"You have never really lived until you have done something for someone who can never repay you"
I can't tell you how true that quote is in my life right now. It is a truly humbling experience to be surrounded by people who feel they have nothing to offer, while you provide a service to them. The only difference is though, while these people couldn't offer me a tangible object...they gave me so much more.
I volunteered at a dining hall downtown yesterday, to serve dinner to the homeless community. I knew going into it that it would be an emotional thing for me. I've always had a soft spot for the homeless. You can never know or understand each ones own individual struggle, nor can you judge a person you don't know for a position they are in. So serving a meal to the homeless is something I've always wanted to do, but usually the thought comes about during the holidays. Naturally I think we feel inclined to give more around the holidays. But the harsh reality for these people is that they need to eat everyday, not just sometimes.
I pulled into the dining hall & was greeted by people lined up outside waiting for dinner to be served. Inside, I met with Russ, the guy in charge of a group who call themselves the Street Crew. I'll tell you more about them in a minute. He greeted Stevie & I ( my amazing friend who came with me) & gave us a task to take over. He placed Stevie in the serving line, and I was in charge of handing out water. I was excited and nervous because this meant I'd be having quite a lot of interaction with everyone who came in to eat.
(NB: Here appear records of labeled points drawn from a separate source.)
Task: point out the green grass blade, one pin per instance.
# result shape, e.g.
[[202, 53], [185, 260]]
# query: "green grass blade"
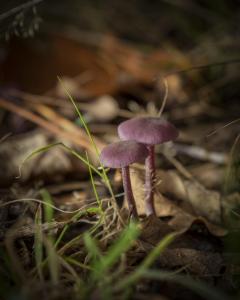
[[123, 244], [92, 247], [198, 287], [38, 243], [48, 209], [94, 186], [60, 144], [148, 261]]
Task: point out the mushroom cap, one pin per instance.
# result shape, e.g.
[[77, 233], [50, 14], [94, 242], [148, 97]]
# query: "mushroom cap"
[[147, 130], [122, 154]]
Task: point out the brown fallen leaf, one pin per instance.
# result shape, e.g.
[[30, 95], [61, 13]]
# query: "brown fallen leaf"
[[185, 209], [197, 262]]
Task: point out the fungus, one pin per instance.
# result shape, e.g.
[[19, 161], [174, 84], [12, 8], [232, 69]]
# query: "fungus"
[[149, 131], [121, 155]]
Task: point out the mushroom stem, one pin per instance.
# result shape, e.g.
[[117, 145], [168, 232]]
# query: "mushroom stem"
[[128, 192], [149, 181]]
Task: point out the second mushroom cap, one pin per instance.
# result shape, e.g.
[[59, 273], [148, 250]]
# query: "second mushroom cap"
[[122, 154], [147, 130]]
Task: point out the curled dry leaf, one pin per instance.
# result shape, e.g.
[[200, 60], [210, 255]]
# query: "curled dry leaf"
[[196, 261], [192, 202]]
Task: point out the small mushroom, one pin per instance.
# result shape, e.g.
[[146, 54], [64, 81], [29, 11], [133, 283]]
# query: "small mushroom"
[[149, 131], [121, 155]]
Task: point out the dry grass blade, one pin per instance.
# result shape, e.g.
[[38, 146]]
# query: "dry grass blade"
[[49, 126]]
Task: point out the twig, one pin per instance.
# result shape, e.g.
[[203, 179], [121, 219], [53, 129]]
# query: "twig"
[[19, 8]]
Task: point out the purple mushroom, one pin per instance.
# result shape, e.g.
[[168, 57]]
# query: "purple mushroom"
[[121, 155], [149, 131]]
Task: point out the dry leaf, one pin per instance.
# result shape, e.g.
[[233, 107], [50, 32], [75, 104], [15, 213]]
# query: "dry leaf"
[[187, 206]]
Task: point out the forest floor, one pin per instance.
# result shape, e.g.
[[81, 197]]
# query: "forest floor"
[[65, 231]]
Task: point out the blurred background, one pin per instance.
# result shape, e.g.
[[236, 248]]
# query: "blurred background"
[[121, 59]]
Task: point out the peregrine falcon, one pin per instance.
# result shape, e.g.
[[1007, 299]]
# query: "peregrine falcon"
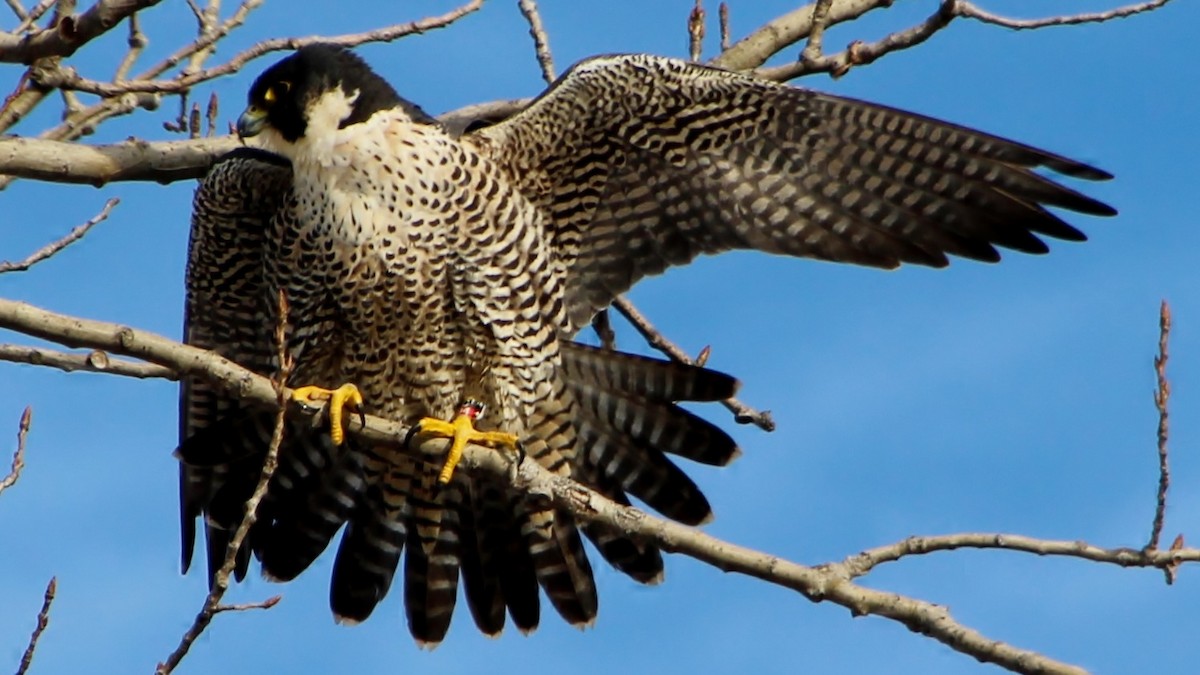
[[438, 276]]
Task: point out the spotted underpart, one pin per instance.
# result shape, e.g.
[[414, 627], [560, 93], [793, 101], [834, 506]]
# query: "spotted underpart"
[[427, 268]]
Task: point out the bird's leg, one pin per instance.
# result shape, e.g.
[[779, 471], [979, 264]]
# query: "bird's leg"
[[345, 396], [461, 430]]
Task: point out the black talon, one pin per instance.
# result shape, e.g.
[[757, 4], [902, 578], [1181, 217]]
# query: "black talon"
[[408, 437]]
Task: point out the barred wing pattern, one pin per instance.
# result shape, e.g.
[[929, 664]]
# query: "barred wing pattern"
[[646, 162], [627, 424]]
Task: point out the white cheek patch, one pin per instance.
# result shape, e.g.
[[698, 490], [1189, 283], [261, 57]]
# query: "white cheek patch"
[[322, 133]]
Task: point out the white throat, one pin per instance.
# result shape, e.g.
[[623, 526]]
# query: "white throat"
[[322, 132]]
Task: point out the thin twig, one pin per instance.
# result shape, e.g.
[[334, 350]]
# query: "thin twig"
[[221, 580], [540, 39], [55, 246], [17, 9], [137, 42], [18, 457], [815, 584], [814, 48], [43, 620], [724, 15], [862, 53], [970, 10], [1162, 396], [93, 362], [246, 607], [696, 31], [859, 565], [33, 16], [742, 412]]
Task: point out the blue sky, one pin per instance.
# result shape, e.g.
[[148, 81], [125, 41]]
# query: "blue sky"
[[1011, 398]]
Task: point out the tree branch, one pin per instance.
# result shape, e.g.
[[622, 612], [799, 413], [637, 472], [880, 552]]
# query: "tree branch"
[[970, 10], [862, 563], [861, 53], [540, 40], [1162, 396], [163, 161], [221, 581], [69, 78], [43, 620], [18, 457], [70, 33], [55, 246], [93, 362], [753, 51]]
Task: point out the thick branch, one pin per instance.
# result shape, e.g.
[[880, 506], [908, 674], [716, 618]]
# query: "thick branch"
[[540, 40], [163, 161], [213, 605], [70, 33], [861, 563], [753, 51], [93, 362], [96, 165]]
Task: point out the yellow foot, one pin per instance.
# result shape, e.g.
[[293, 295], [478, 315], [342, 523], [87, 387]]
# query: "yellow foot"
[[461, 430], [345, 396]]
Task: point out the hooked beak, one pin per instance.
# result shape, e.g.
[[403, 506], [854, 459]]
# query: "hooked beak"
[[251, 123]]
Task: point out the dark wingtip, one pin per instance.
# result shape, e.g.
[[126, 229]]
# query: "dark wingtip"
[[1077, 169]]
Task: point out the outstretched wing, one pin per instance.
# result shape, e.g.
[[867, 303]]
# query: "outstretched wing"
[[646, 162], [226, 312]]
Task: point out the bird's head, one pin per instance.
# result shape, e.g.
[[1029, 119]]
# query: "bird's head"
[[318, 89]]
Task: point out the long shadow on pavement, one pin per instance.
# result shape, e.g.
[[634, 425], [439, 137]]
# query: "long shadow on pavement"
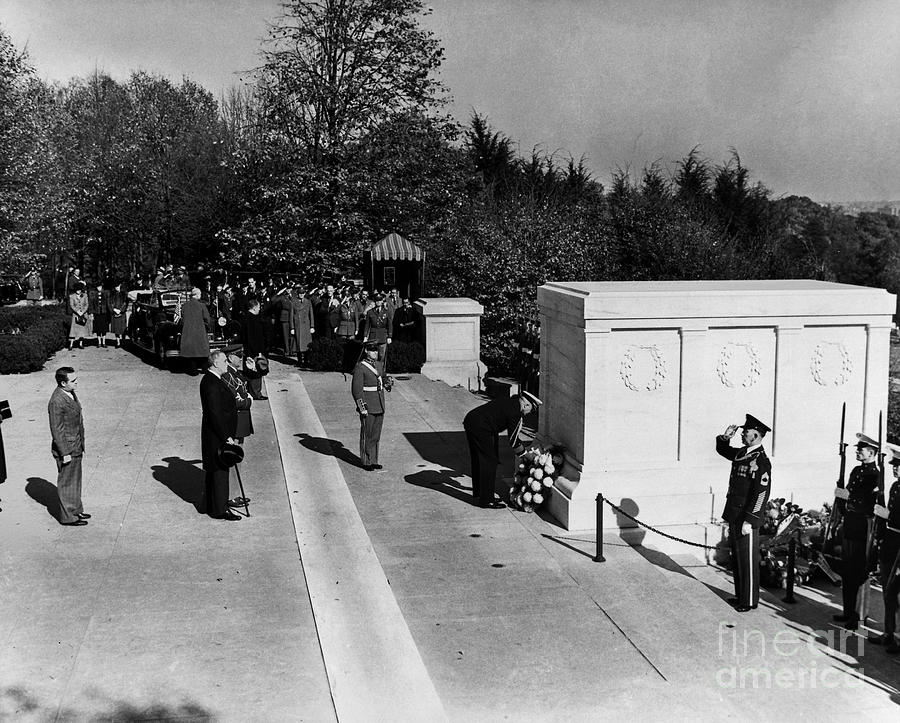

When 5'o'clock rolled around, the dining hall immediately became flooded with people. Young people, old people, people of many races, and the one's that really hit me hard....children. So many children. My heart literally ached as I did something as simple as handing someone a bottle of water to people in dire need. I've never been greeted with so many smiles & thank yous, EVER. I studied every single person's face that I approached & wondered what their story was. I wondered if they knew how much I really cared. I wasn't there to get service hours, or because someone asked me to. I was there because I care about these people. And to be honest, I felt honored.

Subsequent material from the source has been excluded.